When we got to the stadium it was packed with people trying to get in. There were loud and festive voices, in fact you could tell that some had been “festing” all day. Walking to our seats you saw a crowd that was dressed up in the Sounders rave green for the occasion. We got in and met my friend Joe at our seats. The Stadium had been configured nicely for soccer, though the stadium holds 68,000, for the first game the Sounders has just used the lower half – which was filled to capacity with 32,000 Sounder fans.Though I had read about the players during their pre-season tour I really did not know many of them, with the exception of our goalie, Kasey Kellar a local hero raised about an hour south of Seattle in Lacey. Kasey had achieved much success abroad prior to coming to Seattle.
The Sounders kicked-off against the New York Red Bulls and soccer was reborn in Seattle.The game was a joy to watch and a joy to be a part of. Without going into the play by-play of the game, it can only be said that it was a magical experience. It was launching something new and exciting not just in the city but in America. The Sounders were setting a new standard for soccer in the United States. The game was fun to watch and when the Sounders scored, via a Freddy Montero goal the stadium erupted in jubilation. The Sounders went ion to win that night 3-0. The timing was perfect as at that time Seattle sports needed something to get excited about (The Seahawks, Mariners and Huskies stunk and the Sonics had left for Oklahoma City).
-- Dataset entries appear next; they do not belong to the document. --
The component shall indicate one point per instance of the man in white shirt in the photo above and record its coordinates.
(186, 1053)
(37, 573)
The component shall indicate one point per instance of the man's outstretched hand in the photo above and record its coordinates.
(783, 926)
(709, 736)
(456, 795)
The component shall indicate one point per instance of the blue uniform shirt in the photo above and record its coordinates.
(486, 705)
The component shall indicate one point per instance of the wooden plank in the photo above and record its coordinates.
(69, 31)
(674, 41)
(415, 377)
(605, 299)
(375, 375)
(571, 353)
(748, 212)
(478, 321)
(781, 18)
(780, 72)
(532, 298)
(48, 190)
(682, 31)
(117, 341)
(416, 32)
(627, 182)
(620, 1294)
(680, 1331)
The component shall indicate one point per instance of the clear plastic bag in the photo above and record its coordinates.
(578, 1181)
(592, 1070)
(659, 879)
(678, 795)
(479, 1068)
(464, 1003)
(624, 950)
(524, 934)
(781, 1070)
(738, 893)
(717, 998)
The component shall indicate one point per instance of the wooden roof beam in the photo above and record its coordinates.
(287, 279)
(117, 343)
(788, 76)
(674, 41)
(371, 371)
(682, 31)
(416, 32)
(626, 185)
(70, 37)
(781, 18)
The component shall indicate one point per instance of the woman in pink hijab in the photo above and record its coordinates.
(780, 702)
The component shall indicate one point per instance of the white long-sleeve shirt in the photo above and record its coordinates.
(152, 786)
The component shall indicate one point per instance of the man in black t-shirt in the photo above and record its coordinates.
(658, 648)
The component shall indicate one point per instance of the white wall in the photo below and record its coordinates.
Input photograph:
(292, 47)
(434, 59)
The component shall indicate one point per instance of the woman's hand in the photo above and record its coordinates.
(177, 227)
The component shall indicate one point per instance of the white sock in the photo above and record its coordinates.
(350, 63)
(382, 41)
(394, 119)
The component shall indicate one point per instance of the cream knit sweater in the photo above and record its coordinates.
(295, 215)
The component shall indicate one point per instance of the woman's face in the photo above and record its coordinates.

As I left the stadium with my friend Joe and my two eldest sons I could not but help feel the mantle of my youth was being passed. The memory of that summer night in 1974 had transformed itself to now I was the father and my kids would grow up attending many games of the team I supported as a child. But that is how sports across the world work, father transferring his passion to his children. One day hopefully my kids will pass that same love to their children. Rave green forever.